Comme ce futur proche où le ciel s’éclaircirait…

Il y a des jours où, tel un vieux moteur diesel polluant, on a du mal à démarrer. J’ai bien peur que ce matin en soit un. Nous sommes le lundi 4 avril 2022, tous les poissons sont bien passés, moins d’une semaine nous sépare d’une élection cruciale pour l’avenir de la planète, je n’exagère qu’à peine, et je vous souhaite bienvenue dans cette nouvelle Chronique du lundi. Comme à mon habitude il est très tôt, je suis traversé de terribles insomnies. Mais, tel un paradoxe vivant et pensant (ou non !), j’ai du mal à me réveiller et à avoir la tête assez claire ou le cerveau qui l’occupe moins brumeux.

Il y a dans cette tête toutes les ambivalences du monde. Il y a beaucoup de tristesse à voir ce monde courir à grand train vers le pire encore plus pire jours après jours. Je vous l’ai souvent répété dans mes exercices éditoriaux du temps qui passe sous nos yeux : je suis loin d’être un thuriféraire de la collapsologie [+] actuelle. Au fond de moi j’aurais plutôt tendance à être un bonhomme assez optimiste. Je suis convaincu que la raison peut encore l’emporter dans la majorité des esprits humains. C’est une question de volonté politique. Ce terme politique étant ici bien employé tel qu’il est défini par les dictionnaires. Je cite, deux point ouvrez les guillemets : « Relatif à l’organisation, à l’exercice du pouvoir dans une société organisée », le pouvoir devant évidemment être collectif et partagé. Bon bref, j’ai beau essayer de me convaincre de la force de l’intelligence sur l’idiotie, j’ai du mal dans le noir de cette fin de nuit entre hiver tenace et printemps hésitant.
La quatrième victoire de rang aux élections législatives hongroises [+] de Viktor Orban un des allié·e·s des Le Pen et autres Salvini du clan des conservateurs crapuleux européens, n’augure malheureusement pas des lendemains qui chantent au Soleil… On sait ainsi que le rôle de la presse d’opinion n’y est pas neutre dans la propagande d’un état aux allures « démocratique » mais dans tous les cas autoritaire, comme dans la plupart des démocratie gérées par le bloc bourgeois qui peuvent nous paraitre moins autoritaires, ça dépend où l’on met le curseur évidemment.

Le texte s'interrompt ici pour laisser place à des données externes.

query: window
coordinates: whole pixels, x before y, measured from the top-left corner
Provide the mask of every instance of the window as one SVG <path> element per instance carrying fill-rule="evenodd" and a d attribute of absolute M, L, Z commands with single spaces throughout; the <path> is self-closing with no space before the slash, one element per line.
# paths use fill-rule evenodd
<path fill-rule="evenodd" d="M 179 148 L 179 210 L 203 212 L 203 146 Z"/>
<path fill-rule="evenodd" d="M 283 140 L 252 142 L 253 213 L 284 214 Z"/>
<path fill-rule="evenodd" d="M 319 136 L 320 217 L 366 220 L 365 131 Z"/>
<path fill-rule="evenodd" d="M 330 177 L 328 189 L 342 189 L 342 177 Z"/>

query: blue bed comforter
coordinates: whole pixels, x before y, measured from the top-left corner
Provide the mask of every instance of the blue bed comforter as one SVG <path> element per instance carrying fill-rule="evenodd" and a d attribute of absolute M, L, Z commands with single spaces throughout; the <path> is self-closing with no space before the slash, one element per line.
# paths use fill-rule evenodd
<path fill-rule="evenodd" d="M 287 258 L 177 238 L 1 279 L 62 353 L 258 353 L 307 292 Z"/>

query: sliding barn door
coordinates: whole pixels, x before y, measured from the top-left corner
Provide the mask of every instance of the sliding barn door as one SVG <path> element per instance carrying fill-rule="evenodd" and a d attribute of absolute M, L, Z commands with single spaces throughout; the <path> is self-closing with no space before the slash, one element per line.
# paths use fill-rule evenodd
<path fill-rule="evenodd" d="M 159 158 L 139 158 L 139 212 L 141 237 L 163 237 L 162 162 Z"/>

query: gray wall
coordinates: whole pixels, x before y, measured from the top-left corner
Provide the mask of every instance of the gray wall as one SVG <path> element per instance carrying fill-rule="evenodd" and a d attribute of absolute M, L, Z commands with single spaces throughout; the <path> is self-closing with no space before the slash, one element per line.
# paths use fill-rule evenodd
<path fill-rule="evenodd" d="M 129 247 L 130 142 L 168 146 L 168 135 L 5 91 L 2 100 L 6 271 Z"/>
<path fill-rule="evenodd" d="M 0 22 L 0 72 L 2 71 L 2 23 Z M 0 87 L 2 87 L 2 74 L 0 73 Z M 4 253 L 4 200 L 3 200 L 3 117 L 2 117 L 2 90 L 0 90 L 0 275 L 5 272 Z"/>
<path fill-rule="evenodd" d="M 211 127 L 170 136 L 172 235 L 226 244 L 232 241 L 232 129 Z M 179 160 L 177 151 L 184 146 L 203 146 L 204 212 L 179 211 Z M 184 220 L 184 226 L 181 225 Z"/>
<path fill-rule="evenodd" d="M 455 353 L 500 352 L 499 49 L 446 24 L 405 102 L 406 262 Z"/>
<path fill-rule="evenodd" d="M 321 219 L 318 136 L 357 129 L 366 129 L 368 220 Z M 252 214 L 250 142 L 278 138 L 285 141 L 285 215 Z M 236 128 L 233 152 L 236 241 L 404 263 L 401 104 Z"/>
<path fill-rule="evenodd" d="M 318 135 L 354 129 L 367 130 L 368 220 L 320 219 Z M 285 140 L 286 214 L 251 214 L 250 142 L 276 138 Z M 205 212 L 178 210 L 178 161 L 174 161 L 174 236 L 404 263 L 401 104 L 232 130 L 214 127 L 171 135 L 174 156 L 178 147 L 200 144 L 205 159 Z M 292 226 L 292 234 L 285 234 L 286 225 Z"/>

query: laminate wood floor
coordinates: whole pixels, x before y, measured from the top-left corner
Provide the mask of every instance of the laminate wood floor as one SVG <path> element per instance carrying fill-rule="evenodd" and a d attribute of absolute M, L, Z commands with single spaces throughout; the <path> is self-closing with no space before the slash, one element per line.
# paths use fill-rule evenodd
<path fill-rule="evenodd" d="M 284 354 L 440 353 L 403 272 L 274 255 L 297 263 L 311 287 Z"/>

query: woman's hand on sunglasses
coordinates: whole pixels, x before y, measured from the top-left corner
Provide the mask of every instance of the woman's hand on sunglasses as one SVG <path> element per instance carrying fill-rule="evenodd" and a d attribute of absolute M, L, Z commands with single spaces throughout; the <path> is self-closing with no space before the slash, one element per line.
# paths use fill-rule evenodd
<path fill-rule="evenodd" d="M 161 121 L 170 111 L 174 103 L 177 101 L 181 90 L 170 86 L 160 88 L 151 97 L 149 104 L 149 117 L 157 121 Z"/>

Surtout quand je pense aux exactions commises dans cette effroyable guerre à l’Est depuis mon confort douillet d’occidental repu, Orban et Zelensky s’étant directement pris de bec dans quelques invectives relayées dans les médias sans filtre [+]. À observer depuis un mois et demie cette invasion violente d’une partie du territoire ukrainien par l’armée de la Fédération de Russie, on se dit qu’en ce point précis de l’activité humaine du moment : la stupidité est à son comble. L’horreur indicible perpétrée par des humain·e·s fanatisé·e·s et aux abois n’a pas plus de nom que de sens.
Et l’on voit fleurir encore et toujours les produits de l’émotion journalière qui nous emporteront toujours et encore vers le fond, sans justement réfléchir au fond du problème. Alors que le vrai problème est justement la guerre attisée par l’incroyable instrumentalisation de l’individualisme est l’écrasement de la réflexion par les médias de masse. Et qu’ainsi les exactions sont inhérentes à cette situation qui finit par nous dépasser toutes et tous. En Ukraine, comme ailleurs, tout cela, tous les massacres d’enfants, de femmes, d’hommes existent sous les objectifs qui les mettent en lumière depuis les décennies qui ont suivi la barbarie nazie et les boucheries de la 1re moitié du XXe siècle. On a l’impression dans cette 1re moitié du XXIe siècle que tout cela s’amplifie avec la prolifération des objectifs et des moyens de diffusion. Mais soyons plutôt certain·e·s que tout cela s’amplifie réellement avec la production et la prolifération des armes point barre !
L’intelligence eut été de démilitariser l’Europe après la chute du Mur de Berlin, en suivant le courant ouvert par la Pérestroïka. Hélas le capital tenu en fer de lance par les sociétés bourgeoise occidentales n’en a eu cure. À y réfléchir il continuera à s’en contre-fiche tant qu’il existera. La stupidité des décisionnaires politiques l’arrange tant que les ventes d’armes battent son plein. Aujourd’hui Bolloré vise l’acquisition du groupe Dassault [+] avec l’aval et la bénédiction du pouvoir français en place. Un bel exemple pour le monde de demain où la fabrique de l’opinion, c’est à dire les médias de masse et la culture dite populaire, converge avec la fabrication d’outils de destruction massive pour la fortune d’un cercle de plus en plus restreint de privilégié·e·s sur Terre.
Et là, nous voyons même que sous la légitime crainte de leur voisin, l’opinion publique de certains pays dont la neutralité était un principe [+], poussée par le « Storytelling » de la peur, demande à rejoindre le monde des armes de destruction massive.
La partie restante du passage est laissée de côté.